Sob uma rua comum, no meio de escavadeiras e tapumes de obra, surge de repente, nos Países Baixos, um enorme bloco de madeira. O que à primeira vista parece apenas resto de material de construção antigo acaba se revelando como um possível componente de um navio medieval. Arqueólogos já tratam o achado como algo capaz de mudar de forma significativa a compreensão do comércio no início da Idade Média no noroeste da Europa.
Como uma obra de canalização virou uma sensação arqueológica
Tudo começa num cenário que não tem nada de romântico: um trecho de rua aberto à força chamado “Promenade”, em Wijk bij Duurstede, perto de Utrecht. A prefeitura está substituindo a rede de esgoto e construindo um reservatório de retenção de águas pluviais. As máquinas trabalham, o cronograma é apertado e, em tese, é só mais uma intervenção de rotina.
Até que, numa das paredes da vala, aparece uma peça de madeira com um acabamento incomum. Não é galho, não é palete: é uma viga grossa e curvada. O arqueólogo amador Danny van Basten, que dá apoio no canteiro, percebe na hora que aquilo não é um descarte qualquer e alerta as autoridades. A administração municipal chama especialistas do Museum Dorestad e de uma fundação dedicada a embarcações históricas.
Quando os técnicos finalmente removem a peça, as proporções ficam evidentes: cerca de 3,20 metros de comprimento, aproximadamente 30 centímetros de espessura, com forma bem definida e entalhes feitos com precisão. O construtor naval Kees Sterreburg não vê ali uma tábua comum, e sim uma caverna (estrutura) - uma das “costelas” que dão ao casco seu contorno característico.
De um suposto toco de madeira, de repente surge um componente central de uma construção naval medieval - com potencial relevância em escala europeia.

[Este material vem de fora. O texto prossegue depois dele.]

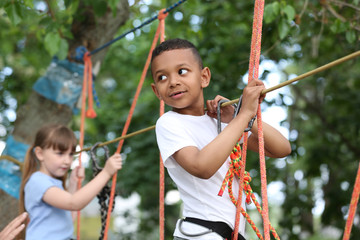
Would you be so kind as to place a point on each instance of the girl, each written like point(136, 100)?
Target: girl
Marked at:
point(43, 193)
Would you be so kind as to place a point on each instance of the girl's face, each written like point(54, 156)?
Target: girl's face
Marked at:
point(53, 162)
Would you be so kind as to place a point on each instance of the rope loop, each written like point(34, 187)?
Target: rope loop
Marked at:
point(88, 80)
point(162, 14)
point(104, 194)
point(234, 170)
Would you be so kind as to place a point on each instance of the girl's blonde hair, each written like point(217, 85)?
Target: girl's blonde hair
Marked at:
point(56, 136)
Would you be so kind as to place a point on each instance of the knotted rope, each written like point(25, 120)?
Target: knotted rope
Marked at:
point(104, 194)
point(162, 16)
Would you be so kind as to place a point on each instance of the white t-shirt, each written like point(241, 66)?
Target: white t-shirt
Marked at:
point(200, 196)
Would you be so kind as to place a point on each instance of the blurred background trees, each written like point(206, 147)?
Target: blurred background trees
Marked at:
point(312, 187)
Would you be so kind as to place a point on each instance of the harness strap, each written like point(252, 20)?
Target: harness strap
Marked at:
point(220, 228)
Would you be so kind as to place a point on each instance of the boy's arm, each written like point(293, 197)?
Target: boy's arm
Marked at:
point(205, 162)
point(275, 144)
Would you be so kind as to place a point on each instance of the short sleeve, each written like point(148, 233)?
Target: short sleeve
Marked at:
point(171, 136)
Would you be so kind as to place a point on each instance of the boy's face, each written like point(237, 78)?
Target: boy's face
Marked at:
point(179, 81)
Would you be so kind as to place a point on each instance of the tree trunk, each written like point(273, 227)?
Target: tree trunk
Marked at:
point(90, 31)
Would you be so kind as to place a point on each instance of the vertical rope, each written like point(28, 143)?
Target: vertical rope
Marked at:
point(127, 123)
point(162, 17)
point(254, 74)
point(353, 206)
point(87, 75)
point(241, 187)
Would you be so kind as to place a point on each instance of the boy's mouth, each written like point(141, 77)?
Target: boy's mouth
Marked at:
point(176, 93)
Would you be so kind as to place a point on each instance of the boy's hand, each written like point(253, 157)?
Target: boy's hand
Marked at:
point(226, 112)
point(113, 164)
point(252, 97)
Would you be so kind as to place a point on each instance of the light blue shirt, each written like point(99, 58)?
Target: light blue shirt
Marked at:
point(46, 221)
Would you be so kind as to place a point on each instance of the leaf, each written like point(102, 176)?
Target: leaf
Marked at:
point(13, 12)
point(269, 15)
point(63, 49)
point(276, 8)
point(52, 42)
point(350, 36)
point(290, 12)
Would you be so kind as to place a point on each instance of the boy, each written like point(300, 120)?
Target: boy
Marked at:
point(195, 155)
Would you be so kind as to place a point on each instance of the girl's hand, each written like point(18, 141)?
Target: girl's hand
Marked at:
point(113, 164)
point(226, 112)
point(78, 173)
point(14, 227)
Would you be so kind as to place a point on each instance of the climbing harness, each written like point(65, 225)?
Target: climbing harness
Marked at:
point(104, 194)
point(221, 228)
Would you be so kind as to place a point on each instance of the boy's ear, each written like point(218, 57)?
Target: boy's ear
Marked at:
point(38, 153)
point(153, 87)
point(205, 77)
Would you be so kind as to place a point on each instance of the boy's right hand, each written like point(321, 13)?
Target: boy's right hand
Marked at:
point(252, 97)
point(113, 164)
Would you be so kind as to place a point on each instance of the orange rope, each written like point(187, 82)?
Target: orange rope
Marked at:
point(162, 17)
point(87, 82)
point(253, 74)
point(353, 206)
point(128, 120)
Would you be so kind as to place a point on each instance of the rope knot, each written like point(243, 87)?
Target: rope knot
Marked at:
point(88, 81)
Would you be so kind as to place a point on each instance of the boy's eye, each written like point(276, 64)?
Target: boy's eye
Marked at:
point(182, 71)
point(161, 77)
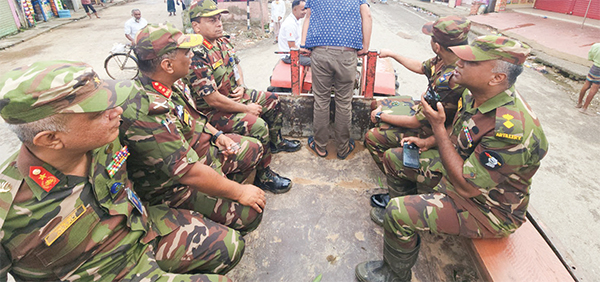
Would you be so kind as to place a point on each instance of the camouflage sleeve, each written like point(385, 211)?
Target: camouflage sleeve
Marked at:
point(427, 65)
point(5, 263)
point(200, 79)
point(231, 50)
point(157, 142)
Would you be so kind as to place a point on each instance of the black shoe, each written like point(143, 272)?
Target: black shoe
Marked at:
point(285, 146)
point(380, 200)
point(272, 181)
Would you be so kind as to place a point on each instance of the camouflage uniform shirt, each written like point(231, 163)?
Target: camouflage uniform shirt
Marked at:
point(164, 132)
point(63, 227)
point(502, 143)
point(438, 76)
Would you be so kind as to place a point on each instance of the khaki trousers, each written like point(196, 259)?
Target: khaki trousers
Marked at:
point(333, 68)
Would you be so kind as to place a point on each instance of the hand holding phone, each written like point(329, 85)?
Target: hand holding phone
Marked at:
point(410, 155)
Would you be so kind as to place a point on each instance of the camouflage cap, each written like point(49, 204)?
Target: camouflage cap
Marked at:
point(493, 47)
point(448, 31)
point(47, 88)
point(204, 8)
point(155, 40)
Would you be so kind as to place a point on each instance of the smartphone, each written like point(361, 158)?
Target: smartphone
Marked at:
point(432, 98)
point(410, 155)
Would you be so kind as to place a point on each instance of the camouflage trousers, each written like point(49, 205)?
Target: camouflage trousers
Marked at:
point(434, 212)
point(198, 245)
point(265, 128)
point(425, 178)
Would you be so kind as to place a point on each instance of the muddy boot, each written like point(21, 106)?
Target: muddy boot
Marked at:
point(398, 188)
point(395, 266)
point(268, 180)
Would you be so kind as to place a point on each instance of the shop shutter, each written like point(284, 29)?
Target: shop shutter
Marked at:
point(559, 6)
point(7, 22)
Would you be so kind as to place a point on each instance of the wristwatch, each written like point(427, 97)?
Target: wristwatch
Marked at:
point(378, 116)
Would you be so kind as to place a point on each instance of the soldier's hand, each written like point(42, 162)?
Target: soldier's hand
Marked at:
point(423, 144)
point(254, 109)
point(374, 112)
point(435, 118)
point(305, 52)
point(237, 94)
point(253, 196)
point(227, 146)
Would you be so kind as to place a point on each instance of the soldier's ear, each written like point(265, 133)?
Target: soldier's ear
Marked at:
point(167, 65)
point(48, 139)
point(497, 79)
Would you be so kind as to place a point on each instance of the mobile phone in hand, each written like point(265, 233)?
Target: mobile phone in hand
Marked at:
point(410, 155)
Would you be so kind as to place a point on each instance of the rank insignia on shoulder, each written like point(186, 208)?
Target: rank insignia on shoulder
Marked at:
point(217, 64)
point(117, 161)
point(42, 177)
point(58, 230)
point(491, 160)
point(163, 90)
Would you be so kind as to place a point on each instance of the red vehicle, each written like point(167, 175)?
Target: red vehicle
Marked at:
point(377, 76)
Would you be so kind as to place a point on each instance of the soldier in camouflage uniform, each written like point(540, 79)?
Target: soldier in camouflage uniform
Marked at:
point(67, 208)
point(494, 149)
point(178, 158)
point(217, 85)
point(445, 32)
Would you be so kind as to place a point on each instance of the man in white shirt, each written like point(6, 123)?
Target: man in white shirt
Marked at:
point(291, 32)
point(277, 14)
point(133, 25)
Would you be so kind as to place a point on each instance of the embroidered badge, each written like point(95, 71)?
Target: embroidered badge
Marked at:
point(162, 89)
point(117, 161)
point(42, 177)
point(116, 187)
point(491, 160)
point(508, 123)
point(133, 198)
point(58, 230)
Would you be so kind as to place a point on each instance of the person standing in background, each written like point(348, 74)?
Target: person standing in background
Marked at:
point(133, 25)
point(334, 34)
point(592, 81)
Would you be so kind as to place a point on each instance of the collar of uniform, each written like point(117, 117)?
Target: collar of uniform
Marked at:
point(25, 161)
point(499, 100)
point(155, 86)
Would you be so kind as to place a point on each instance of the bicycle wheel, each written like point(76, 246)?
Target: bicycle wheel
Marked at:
point(121, 66)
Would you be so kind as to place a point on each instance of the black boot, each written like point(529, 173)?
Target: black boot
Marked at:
point(268, 180)
point(285, 145)
point(395, 266)
point(380, 200)
point(398, 188)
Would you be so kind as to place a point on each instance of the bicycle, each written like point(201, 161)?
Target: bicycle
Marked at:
point(122, 64)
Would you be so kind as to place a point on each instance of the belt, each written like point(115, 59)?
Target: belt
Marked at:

Como madeira saturada de água e muito antiga é extremamente frágil, a partir daí tudo passa a seguir um protocolo rigoroso. A arqueóloga municipal Anne de Hoop coordena uma retirada cuidadosa, o acondicionamento hermético, o armazenamento em baixa temperatura e uma limpeza gradual. Se a secagem acontecer rápido demais, a peça pode rachar em pouco tempo.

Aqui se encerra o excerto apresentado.